Wędzona ryba znad morza. Jak długo możemy ją przechowywać i w czym, żeby nie doszło do zatrucia

wędzone ryby
hsvrs/Getty Images
Źródło: iStockphoto
Wędzona ryba świetnie sprzedaje się nad morzem w sezonie wakacyjnym. Wiele osób kupuje ją sobie na zapas, w formie kulinarnej pamiątki. Dowiedz się, w jaki sposób i jak długo należy ją przechowywać, aby zachowała swój smak jak najdłużej.

Świeża, wędzona ryba to istny rarytas dla jej miłośników. Aby zakup się nie zmarnował i cieszył smakiem nawet do dwóch tygodni (lub miesięcy!) po powrocie z nadmorskich wakacji, warto poznać i stosować kilka prostych zasad.

Jak długo przechowywać wędzoną rybę?

Na czas przechowywania wędzonej ryby wpływ ma przede wszystkim sposób jej wędzenia. Jeśli zostały uwędzone na zimno, mogą leżeć w lodówce nawet do dwóch tygodni. Bez problemu można je również mrozić - w zamrażalniku wytrzymają nawet dwa miesiące. Ryby wędzone na ciepło nie są już tak długo zdatne do spożycia. Po upływie tygodnia najczęściej trzeba je już wyrzucić.

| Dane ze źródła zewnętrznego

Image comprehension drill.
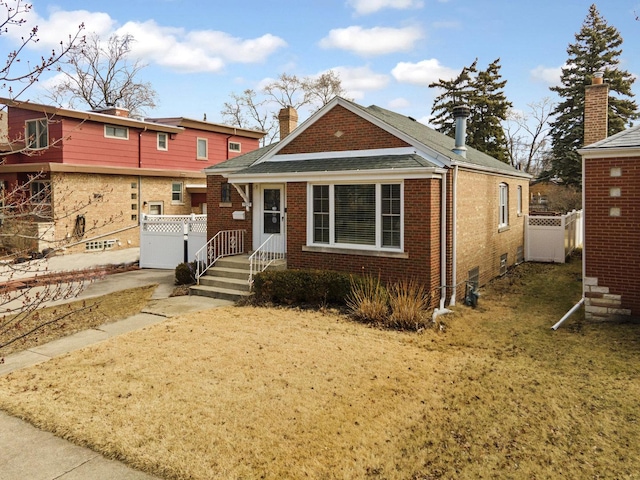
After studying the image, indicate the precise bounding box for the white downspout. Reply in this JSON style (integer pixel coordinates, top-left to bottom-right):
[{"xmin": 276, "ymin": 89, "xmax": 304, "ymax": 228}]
[
  {"xmin": 440, "ymin": 172, "xmax": 447, "ymax": 309},
  {"xmin": 551, "ymin": 127, "xmax": 587, "ymax": 330},
  {"xmin": 449, "ymin": 165, "xmax": 458, "ymax": 307}
]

Jak przechowywać świeże ryby?

Świeże ryby, które nie zostały poddane wędzeniu, mogą leżeć w lodówce maksymalnie dwa dni, usmażone czy upieczone przez ok. 3-4 dni, a konserwy rybne do 4 dni. Zawsze należy pilnować terminu ważności ryb. Zjedzenie nieświeżej może doprowadzić do przykrych problemów trawiennych.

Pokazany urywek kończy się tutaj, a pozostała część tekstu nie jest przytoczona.